While Cobb is keen on sharing his own ideas concerning Othello, the white director refuses to listen, and insists on his perspective of Othello. It is this exact perception of the character that he adamantly refrains from playing.

Through his penetrating and anguishing statements, the audience sits in the dark as they are forced to listen and observe the dilemma Cobb has endured for many years.

“Self-possessed” is frequently attached to Othello, Iago, and Desdemona when portraying their attributes. By grouping these three distinct characters together, it allows Cobb to embody them during the show.

“The term for me, means owning your agencies, and making your own choices,” said Cobb, “despite how they’re going to be received by the audience.”

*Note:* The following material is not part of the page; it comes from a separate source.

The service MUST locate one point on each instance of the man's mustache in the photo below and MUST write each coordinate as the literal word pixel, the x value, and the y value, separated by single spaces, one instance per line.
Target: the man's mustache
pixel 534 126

Among the characters, Othello is shown to be humanized compared to how he is represented in a majority of the peoples’ minds — he is idolized, worshiped and envied.  This is not to say that he is the ‘good guy’ in Cobb’s play, or that Iago remains as the bad guy. In fact, there is no designated adjective placed on them. As he puts it, Cobb is “complicit” in each character he seamlessly transitions into.

As his own person, self-possession is Cobb’s way of “walking through life, knowing the space [he’s] filling in the world. Because [he’s] black and because [he’s] here, it makes the world different than many others.”

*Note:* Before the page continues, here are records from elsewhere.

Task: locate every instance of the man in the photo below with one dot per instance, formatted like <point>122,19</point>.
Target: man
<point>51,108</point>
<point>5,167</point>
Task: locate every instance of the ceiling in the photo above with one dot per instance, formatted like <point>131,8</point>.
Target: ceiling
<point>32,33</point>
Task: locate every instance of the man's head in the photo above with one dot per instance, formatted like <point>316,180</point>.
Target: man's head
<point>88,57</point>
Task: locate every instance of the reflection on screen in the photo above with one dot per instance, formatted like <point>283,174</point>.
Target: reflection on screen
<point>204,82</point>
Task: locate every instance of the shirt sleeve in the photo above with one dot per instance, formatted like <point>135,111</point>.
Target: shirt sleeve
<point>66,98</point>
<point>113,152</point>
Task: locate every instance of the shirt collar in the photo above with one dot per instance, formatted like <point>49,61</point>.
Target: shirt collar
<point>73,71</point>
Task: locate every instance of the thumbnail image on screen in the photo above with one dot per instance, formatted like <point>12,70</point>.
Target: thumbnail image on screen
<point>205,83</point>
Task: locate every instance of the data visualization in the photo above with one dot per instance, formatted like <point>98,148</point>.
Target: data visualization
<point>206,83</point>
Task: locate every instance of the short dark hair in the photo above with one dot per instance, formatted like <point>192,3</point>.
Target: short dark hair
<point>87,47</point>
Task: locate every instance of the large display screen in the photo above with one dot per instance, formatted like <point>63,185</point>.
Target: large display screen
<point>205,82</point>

“I am an African-American man,” said Cobb. “I am telling this story through my lens. If you don’t let me do this, then you are condemning this.”

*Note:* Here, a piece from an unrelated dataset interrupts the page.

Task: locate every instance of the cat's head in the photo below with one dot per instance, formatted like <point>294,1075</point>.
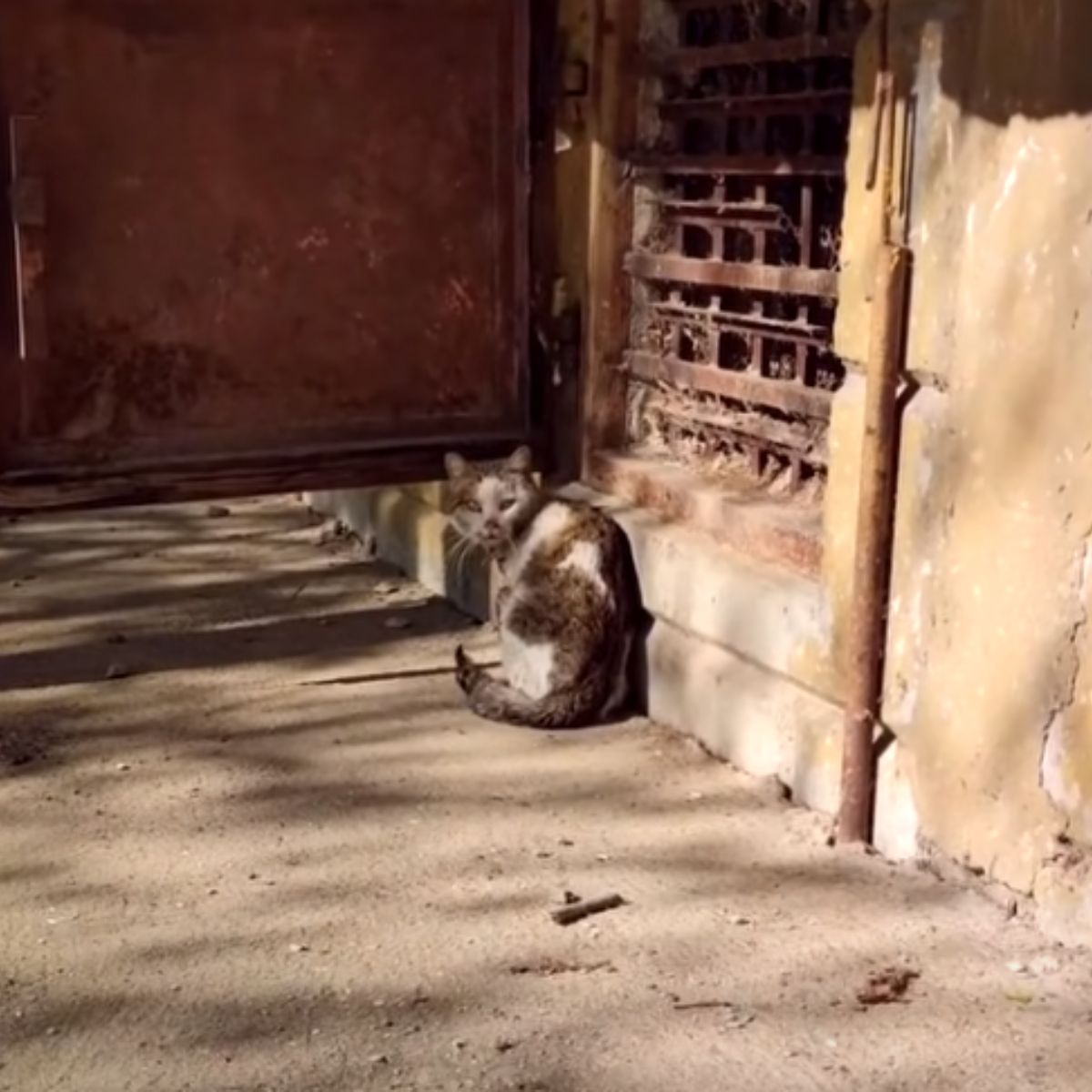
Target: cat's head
<point>489,503</point>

Cobb shared one of the comments he received from a spectator regarding the show; “They were laughing. I wanted to cry. They were silent. I wanted to laugh.”

That statement alone is something that those who have undergone a similar experience can relate to. Just because an audience listens to a life story that they may not be inclined to hear does not invalidate the piece.

“Until you’re in a room of like-minded people,” said Cobb, “it won’t ever get that deep.”

Throughout the seven years that Cobb has dedicated to his play, he has expressed an eagerness to finish his run. But what does he find himself doing once he decides to wrap everything up?

Cobb isn’t entirely sure on his future plans, however, being a director for the actual play, Othello, seems to be a question in the air.

Perhaps, in a later future, there will come a time when topics discussed in American Moor won’t be considered such recognizable social problems.